SEOUL, Oct. 18 (Yonhap) -- A number of South Korean companies are in the process of going public in the fourth quarter this year, in a bid to ride on the latest successful initial public offering (IPO) rush, data showed Sunday.
After suffering a pandemic-caused market crash in the first half, the local stock market rebounded to the pre-pandemic level, wooing more firms to tap the IPO market during the remainder of the year.
Some mega-scale deals, such as Kakao Games and Big Hit Entertainment, raised some tens of trillions of won in subscription deposits from retail individuals, adding vigor to the local IPO market.
The IPO rush has still not lost its steam, according to the data compiled by the Financial Supervisory Service (FSS).
A total of 18 companies has filed for initial public offerings by the end of November, FSS data showed.
Krafton, famous for the shooter game "PlayerUnknown's Battlegrounds," has recently started its IPO process by inviting bids for lead managers from local securities companies.
Details about Krafton's IPO have yet to be unveiled, but market focus is already on whether its share sale will attract more investor money than the three predecessors.
The fourth-quarter IPO season kicks off with biotech firm PeopleBio Inc., set to be listed on the KOSDAQ on Monday. Health care bio firm MiCo BioMed will hop from the third-tier KONEX to the secondary KOSDAQ on Thursday.

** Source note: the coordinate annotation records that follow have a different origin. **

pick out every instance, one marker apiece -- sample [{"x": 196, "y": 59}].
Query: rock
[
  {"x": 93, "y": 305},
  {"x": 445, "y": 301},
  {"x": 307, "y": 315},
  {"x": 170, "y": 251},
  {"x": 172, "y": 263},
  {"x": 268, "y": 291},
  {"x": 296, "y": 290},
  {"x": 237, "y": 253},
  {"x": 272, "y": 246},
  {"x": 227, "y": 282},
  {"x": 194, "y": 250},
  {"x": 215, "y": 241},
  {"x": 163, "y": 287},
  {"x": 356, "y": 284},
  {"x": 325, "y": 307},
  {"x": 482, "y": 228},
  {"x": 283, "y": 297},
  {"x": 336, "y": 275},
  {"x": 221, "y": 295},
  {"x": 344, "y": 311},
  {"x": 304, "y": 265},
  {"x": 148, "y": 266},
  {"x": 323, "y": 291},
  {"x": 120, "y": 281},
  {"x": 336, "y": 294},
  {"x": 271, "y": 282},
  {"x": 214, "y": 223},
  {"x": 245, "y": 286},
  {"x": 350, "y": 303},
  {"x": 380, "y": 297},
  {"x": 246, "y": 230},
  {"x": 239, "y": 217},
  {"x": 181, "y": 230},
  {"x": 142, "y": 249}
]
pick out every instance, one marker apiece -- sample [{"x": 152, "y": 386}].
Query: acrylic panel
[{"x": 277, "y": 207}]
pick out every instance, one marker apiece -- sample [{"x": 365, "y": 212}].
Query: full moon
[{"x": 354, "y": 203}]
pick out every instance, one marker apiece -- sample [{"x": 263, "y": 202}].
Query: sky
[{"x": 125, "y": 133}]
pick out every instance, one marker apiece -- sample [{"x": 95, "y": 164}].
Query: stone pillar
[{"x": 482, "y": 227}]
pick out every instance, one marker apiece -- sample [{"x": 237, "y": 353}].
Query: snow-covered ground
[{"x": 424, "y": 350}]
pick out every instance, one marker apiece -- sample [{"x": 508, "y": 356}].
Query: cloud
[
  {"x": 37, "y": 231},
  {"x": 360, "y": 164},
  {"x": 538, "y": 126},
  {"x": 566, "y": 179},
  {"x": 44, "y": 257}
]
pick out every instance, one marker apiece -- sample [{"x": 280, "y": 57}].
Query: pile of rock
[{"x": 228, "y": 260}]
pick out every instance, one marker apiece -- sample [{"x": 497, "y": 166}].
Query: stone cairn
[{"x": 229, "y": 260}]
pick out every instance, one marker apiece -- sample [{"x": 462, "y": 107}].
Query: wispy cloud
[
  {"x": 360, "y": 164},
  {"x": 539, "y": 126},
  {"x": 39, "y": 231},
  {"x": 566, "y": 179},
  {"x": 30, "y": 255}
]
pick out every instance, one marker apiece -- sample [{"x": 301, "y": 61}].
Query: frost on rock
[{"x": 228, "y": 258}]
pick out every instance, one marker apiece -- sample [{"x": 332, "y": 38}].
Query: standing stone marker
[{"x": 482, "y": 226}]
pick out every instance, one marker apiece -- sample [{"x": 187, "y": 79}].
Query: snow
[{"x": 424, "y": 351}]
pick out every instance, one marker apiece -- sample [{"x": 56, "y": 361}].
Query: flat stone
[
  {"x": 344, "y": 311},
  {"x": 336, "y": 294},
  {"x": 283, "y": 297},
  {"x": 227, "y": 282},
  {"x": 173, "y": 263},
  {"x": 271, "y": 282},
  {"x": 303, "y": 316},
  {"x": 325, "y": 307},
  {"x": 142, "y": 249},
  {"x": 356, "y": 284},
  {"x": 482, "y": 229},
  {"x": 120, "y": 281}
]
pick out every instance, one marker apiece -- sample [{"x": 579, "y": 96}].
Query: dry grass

AI-focused firm VAIV Company and gas sensor developer Senko are also set to be listed on the KOSDAQ market by the end of this month.
Kyochon F&B, a giant fried chicken franchise, will be listed in November, according to the data.
Despite an upbeat mood for IPO stocks, experts warned that the IPO stocks may not turn out to be lucrative as investors had hoped.
Half of the 11 stocks that were listed after early September have dipped to below their IPO prices as of Friday, they said.
"The behemoth-level listings may have invigorated the IPO market, but clearly, not every one of them ended up with gains," Na Seung-doo, an analyst at SK Securities, said.